In the matrix, the elements on the diagonal are $\frac{\partial^2 F}{\partial^2 x_i}$ is the $2^{\text{nd}}$ derivative along the $x_i$-axis and in the gradient vector, $\frac{d F}{d x_i}$ is the first derivative along the $x_i$-axis.

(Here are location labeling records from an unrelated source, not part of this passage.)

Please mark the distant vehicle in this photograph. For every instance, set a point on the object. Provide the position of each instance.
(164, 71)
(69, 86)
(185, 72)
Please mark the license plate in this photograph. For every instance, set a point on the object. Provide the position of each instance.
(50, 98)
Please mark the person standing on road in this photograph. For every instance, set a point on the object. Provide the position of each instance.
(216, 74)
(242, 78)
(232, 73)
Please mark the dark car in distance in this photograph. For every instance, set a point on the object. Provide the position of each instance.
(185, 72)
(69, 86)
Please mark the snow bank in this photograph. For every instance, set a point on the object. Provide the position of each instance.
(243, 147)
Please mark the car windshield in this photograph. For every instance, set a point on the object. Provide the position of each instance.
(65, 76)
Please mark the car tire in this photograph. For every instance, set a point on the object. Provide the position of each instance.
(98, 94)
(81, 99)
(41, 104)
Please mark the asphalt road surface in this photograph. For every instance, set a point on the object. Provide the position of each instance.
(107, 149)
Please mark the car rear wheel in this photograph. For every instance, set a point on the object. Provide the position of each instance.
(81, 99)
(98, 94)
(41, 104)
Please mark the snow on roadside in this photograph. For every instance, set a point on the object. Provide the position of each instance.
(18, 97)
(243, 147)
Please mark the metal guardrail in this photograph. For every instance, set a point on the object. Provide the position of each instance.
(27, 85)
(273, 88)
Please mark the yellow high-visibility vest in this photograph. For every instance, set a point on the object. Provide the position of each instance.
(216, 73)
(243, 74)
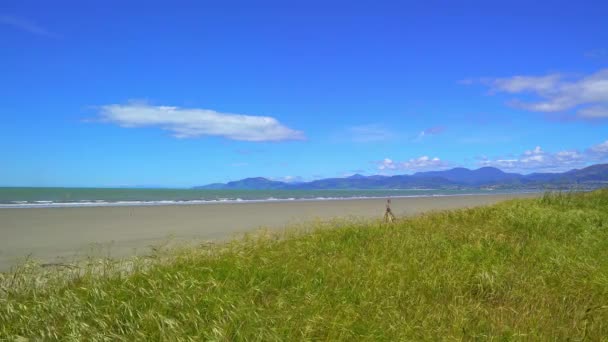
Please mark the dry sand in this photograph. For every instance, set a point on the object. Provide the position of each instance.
(64, 234)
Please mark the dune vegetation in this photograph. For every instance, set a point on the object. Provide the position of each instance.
(533, 269)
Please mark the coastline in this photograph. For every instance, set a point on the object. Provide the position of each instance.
(63, 234)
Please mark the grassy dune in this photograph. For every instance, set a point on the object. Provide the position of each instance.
(523, 269)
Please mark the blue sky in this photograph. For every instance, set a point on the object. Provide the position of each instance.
(177, 93)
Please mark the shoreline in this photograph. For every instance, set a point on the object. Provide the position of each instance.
(102, 203)
(64, 234)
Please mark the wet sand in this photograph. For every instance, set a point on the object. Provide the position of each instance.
(53, 235)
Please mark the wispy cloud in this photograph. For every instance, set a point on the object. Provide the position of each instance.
(26, 25)
(411, 165)
(369, 133)
(194, 122)
(587, 96)
(597, 54)
(538, 159)
(435, 130)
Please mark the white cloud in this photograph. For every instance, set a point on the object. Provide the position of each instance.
(538, 159)
(26, 25)
(416, 164)
(587, 95)
(599, 149)
(369, 133)
(435, 130)
(594, 112)
(189, 123)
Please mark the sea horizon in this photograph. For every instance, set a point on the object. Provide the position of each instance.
(53, 197)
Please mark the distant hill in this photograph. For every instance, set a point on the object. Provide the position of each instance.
(454, 178)
(484, 175)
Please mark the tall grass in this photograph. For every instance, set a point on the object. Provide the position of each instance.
(524, 269)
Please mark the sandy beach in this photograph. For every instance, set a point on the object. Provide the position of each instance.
(53, 235)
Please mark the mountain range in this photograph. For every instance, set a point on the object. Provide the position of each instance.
(485, 177)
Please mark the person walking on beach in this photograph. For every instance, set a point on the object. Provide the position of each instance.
(388, 214)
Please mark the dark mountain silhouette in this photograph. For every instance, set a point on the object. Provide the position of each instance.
(591, 176)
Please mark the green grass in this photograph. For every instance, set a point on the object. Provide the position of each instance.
(523, 269)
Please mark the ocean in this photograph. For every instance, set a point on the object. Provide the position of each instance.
(77, 197)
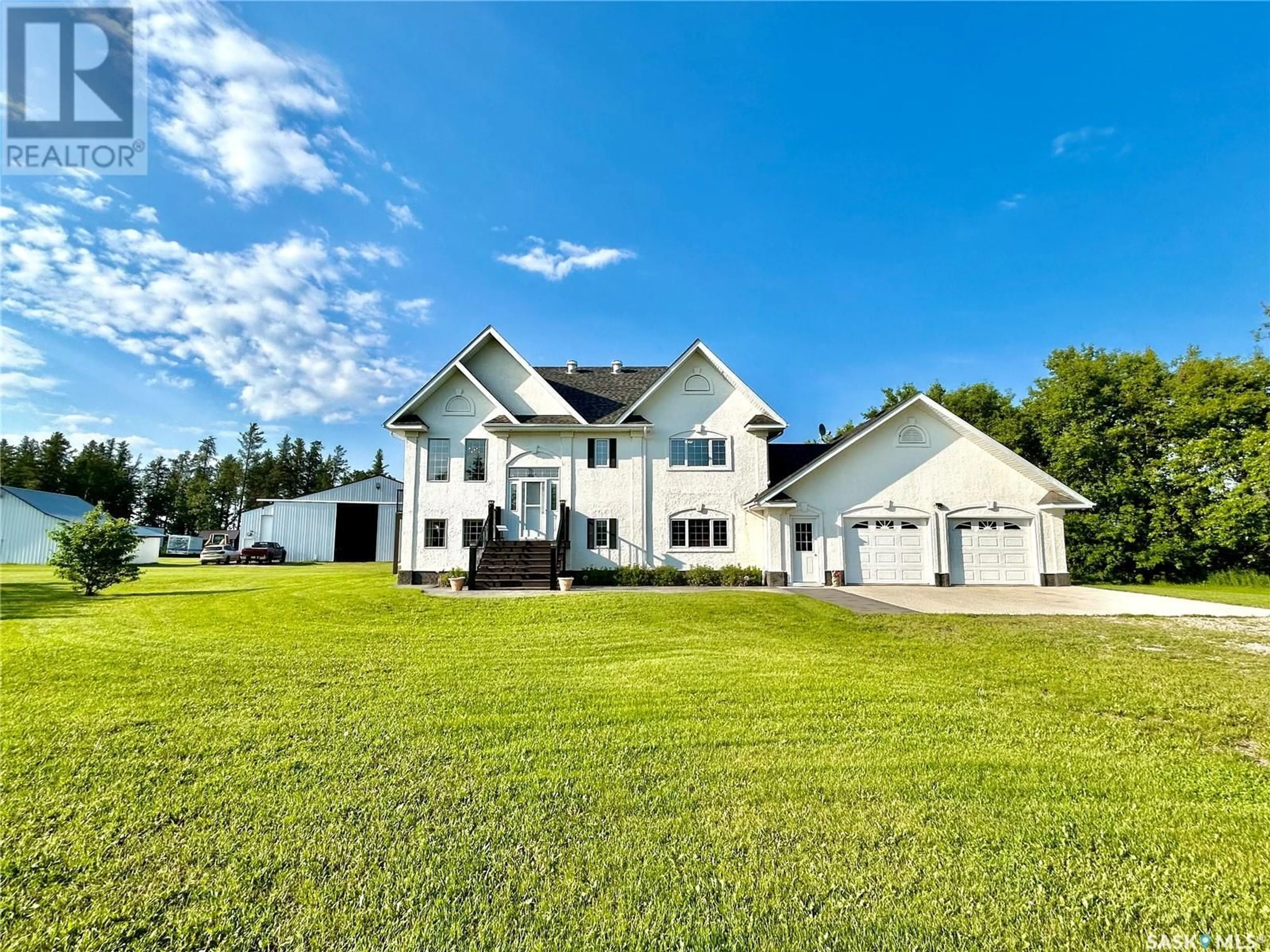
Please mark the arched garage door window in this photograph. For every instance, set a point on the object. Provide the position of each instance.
(991, 553)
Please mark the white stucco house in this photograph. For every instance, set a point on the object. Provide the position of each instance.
(680, 466)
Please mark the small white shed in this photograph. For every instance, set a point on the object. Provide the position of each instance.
(150, 542)
(350, 524)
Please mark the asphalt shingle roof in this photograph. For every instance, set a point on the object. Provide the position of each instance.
(597, 393)
(563, 419)
(784, 459)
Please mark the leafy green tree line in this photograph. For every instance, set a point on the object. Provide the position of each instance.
(200, 489)
(1175, 455)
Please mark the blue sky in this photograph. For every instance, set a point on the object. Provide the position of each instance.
(835, 197)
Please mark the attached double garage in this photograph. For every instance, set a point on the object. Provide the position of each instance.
(904, 553)
(915, 497)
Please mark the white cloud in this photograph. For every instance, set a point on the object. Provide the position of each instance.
(402, 216)
(556, 266)
(420, 309)
(1082, 141)
(78, 422)
(355, 192)
(18, 357)
(270, 322)
(169, 380)
(237, 113)
(80, 196)
(347, 139)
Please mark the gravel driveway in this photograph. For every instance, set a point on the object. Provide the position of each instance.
(1023, 600)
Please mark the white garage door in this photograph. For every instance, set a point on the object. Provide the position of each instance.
(992, 553)
(887, 551)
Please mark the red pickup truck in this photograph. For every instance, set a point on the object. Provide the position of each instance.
(263, 553)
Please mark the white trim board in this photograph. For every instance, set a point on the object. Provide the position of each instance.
(737, 382)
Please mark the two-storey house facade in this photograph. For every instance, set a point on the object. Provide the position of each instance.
(679, 465)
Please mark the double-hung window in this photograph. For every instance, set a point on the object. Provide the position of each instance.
(439, 461)
(435, 534)
(601, 454)
(474, 460)
(699, 534)
(601, 534)
(699, 452)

To calculate the $1^{\text{st}}$ or $2^{\text{nd}}$ derivative along arbitrary deriction $\boldsymbol{p}$, we have:

- $1^{\text{st}}$-order derivative along $\boldsymbol{p}$ : $\frac{\boldsymbol{p}^T\nabla F(\boldsymbol{x})}{||\boldsymbol{p}||}$
- $2^{\text{nd}}$-order derivative along $\boldsymbol{p}$ : $\frac{\boldsymbol{p}^T\nabla^2 F(\boldsymbol{x})\boldsymbol{p}}{||\boldsymbol{p}||^2}$

For instance, we have a function

F(\boldsymbol{x})=x_1^2+2x_2^2\tag{7}

$$

to find the derivative at $\boldsymbol{x}^{\star}=\begin{bmatrix}0.5\\0.5\end{bmatrix}$ in the direction $\boldsymbol{p}=\begin{bmatrix}2\\-1\end{bmatrix}$, we get the derivative at $\boldsymbol{x}^{\star}=\begin{bmatrix}0.5\\0.5\end{bmatrix}$:

\nabla F|_{\boldsymbol{x}=\boldsymbol{x}^{\star}} =

\begin{bmatrix}

\frac{\partial F}{\partial x_1}\\

\frac{\partial F}{\partial x_2}

\end{bmatrix}\bigg|_{\boldsymbol{x}=\boldsymbol{x}^{\star}}=\begin{bmatrix}

2x_1\\

4x_2

\end{bmatrix}\bigg|_{\boldsymbol{x}=\boldsymbol{x}^{\star}}=\begin{bmatrix}

1\\

2

\end{bmatrix}\tag{8}

$$

and the direction $\boldsymbol{p}=\begin{bmatrix}2\\-1\end{bmatrix}$, the derivative is

\frac{\boldsymbol{p}^T\nabla F(\boldsymbol{x}^{\star})}{||\boldsymbol{p}||}=

\frac{\begin{bmatrix}2&-1\end{bmatrix}

\begin{bmatrix}1\\2\end{bmatrix}}{\sqrt{2^2+(-1)^2}}=\frac{0}{\sqrt{5}}=0\tag{9}

$$

$0$ is a special number in the whole real numbers set. And the derivative is zero also useful in optimization procedure. And to find a zero slop direction we should solve the equation:

\frac{\boldsymbol{p}^T\nabla F(\boldsymbol{x}^{\star})}{||\boldsymbol{p}||}=0\tag{10}

$$

this means $\boldsymbol{p}$ is not $\boldsymbol{0}$ because $0$ length is insignificant. and $\boldsymbol{p}_{\text{unit}}=\frac{\boldsymbol{p}}{||\boldsymbol{p}||}$ is a unit vector along deriction $\boldsymbol{p}$ so this can be written as:

\boldsymbol{p}_{\text{unit}}^T\nabla F(\boldsymbol{x}^{\star})=0\tag{11}

$$

which means $\boldsymbol{p}_{\text{unit}}$ is orthogonal to gradient $\nabla F(\boldsymbol{x}^{\star})$

Another special deriction is which one has the greatest slop. Assuming the deriction $\boldsymbol{p}_{\text{unit}}=\frac{\boldsymbol{p}}{||\boldsymbol{p}||}$ is the greatest slope, so:

\boldsymbol{p}_{\text{unit}}^T\nabla F(\boldsymbol{x}^{\star})=||\boldsymbol{p}_{\text{unit}}^T|| \cdot ||\nabla F(\boldsymbol{x}^{\star})||\cos(\theta)\tag{12}

$$

has the greatest value. We know this can only happen when $\cos(\theta)=1$ which means the direction of the gradient has the greatest slop.